Ownership of the tangible article, licensing of the software
Consumer confusion stems from the typical commercial practice of only licensing, not selling, software. Various forms of intellectual property—utility and design patents, copyright, and trademarks, at a minimum—apply to tangible products that are regularly sold. Sale normally “exhausts” the intellectual property owner’s rights in the specific product, including copyrights applicable to tangible articles such as books, paintings or sculptures.
Considered “intangible,” copyrighted software is not subject to the same presumptions of ownership and the rights of possession and use that are associated with the purchase of tangible products under the Uniform Commercial Code. Instead, software developers can—and normally do—merely license the use of the software (instead of selling the software). Unlike sales, software licensing is not legally required either to exhaust all rights of the “seller” (licensor) or to confer rights in perpetuity to the “purchaser” (licensee). Instead, licensing is a creature of contract law, and may contain whatever terms to which the purchaser agrees. The combination of “buying” a tangible article (such as a car or a smart phone) but merely licensing software features within the product can create confusion for consumers.

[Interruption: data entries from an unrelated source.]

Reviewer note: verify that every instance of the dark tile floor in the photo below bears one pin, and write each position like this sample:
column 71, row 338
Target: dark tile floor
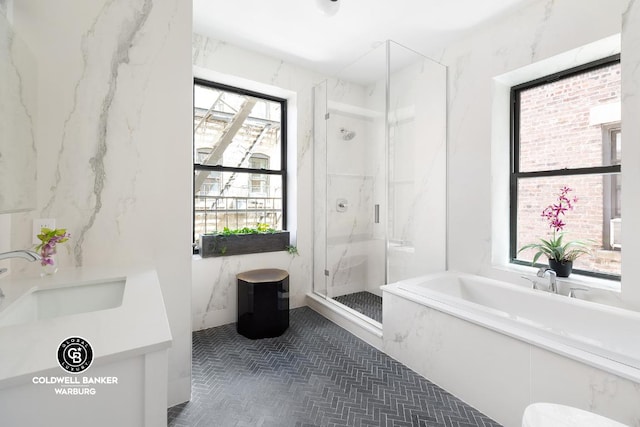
column 363, row 302
column 315, row 374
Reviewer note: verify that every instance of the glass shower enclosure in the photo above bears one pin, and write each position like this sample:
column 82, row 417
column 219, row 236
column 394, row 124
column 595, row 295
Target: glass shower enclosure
column 379, row 176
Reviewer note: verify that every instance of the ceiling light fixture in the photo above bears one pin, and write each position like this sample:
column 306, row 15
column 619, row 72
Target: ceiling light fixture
column 328, row 7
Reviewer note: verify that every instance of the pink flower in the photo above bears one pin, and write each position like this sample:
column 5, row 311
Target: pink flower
column 553, row 212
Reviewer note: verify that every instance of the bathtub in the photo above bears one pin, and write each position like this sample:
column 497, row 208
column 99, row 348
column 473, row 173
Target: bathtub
column 501, row 346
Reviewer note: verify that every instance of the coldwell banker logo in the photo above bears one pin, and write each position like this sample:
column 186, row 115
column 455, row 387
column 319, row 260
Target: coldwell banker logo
column 75, row 355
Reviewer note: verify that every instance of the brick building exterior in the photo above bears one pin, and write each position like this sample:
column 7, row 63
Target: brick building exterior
column 561, row 127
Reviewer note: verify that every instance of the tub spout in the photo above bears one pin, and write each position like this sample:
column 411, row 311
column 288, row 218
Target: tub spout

The product must actually be sold for the apparent conflict with licensed software features to arise. Many articles are merely leased rather than purchased, which impacts the right to control the product via disabling software features. Modems from an Internet service provider, for example, are normally leased for upfront payment but are contractually required to be returned when service is discontinued. In contrast to a purchased modem, the service provider would have greater legal rights in remotely disabling software features.
Within purchased products, the removal of premium features following purchase highlights that consumers must now be cognizant of how specific software-implemented features are priced, and how such pricing may evolve over time.
Essential and non-essential features
Disabling essential features of a purchased product merely because those features were implemented via software is unlikely to be legally sustained. Disabling software features should not render a utilitarian product unsuitable for its intended use. A purchased car or smartphone should not have software features disabled in a manner preventing the purchaser—or any subsequent purchaser when the car or phone is resold—from driving the car or placing calls using the phone.
By contrast, non-essential features are fair game for various price-based marketing schemes. In addition to the possibility of features being disabled for non-purchase, several such schemes are already in use.
The concept of “loss-leader” or promotional features takes on new meaning when those features are implemented in software. After all, specialty wheel rims cannot be repossessed merely because an introductory or promotional period has elapsed. For software features, however, promotions may include temporarily free use of the feature, with a subscription or other additional payment required to continue the use of the feature after the expiration of the promotional period. This model is common with entertainment media libraries and video games.
Subscription versus “purchase”
Software as a Service (SaaS) or subscription-based licensing is becoming increasingly prevalent, despite perpetual or paid-up licensing having previously been predominant. Such subscription-based licensing makes the periodic adjustment to market segmentation easier. A software feature previously included within a “base” package may be moved into a higher cost package once a current subscription period has elapsed.
The intellectual property protection afforded to software has created a dichotomy for how consumers acquire products versus the software features within such products.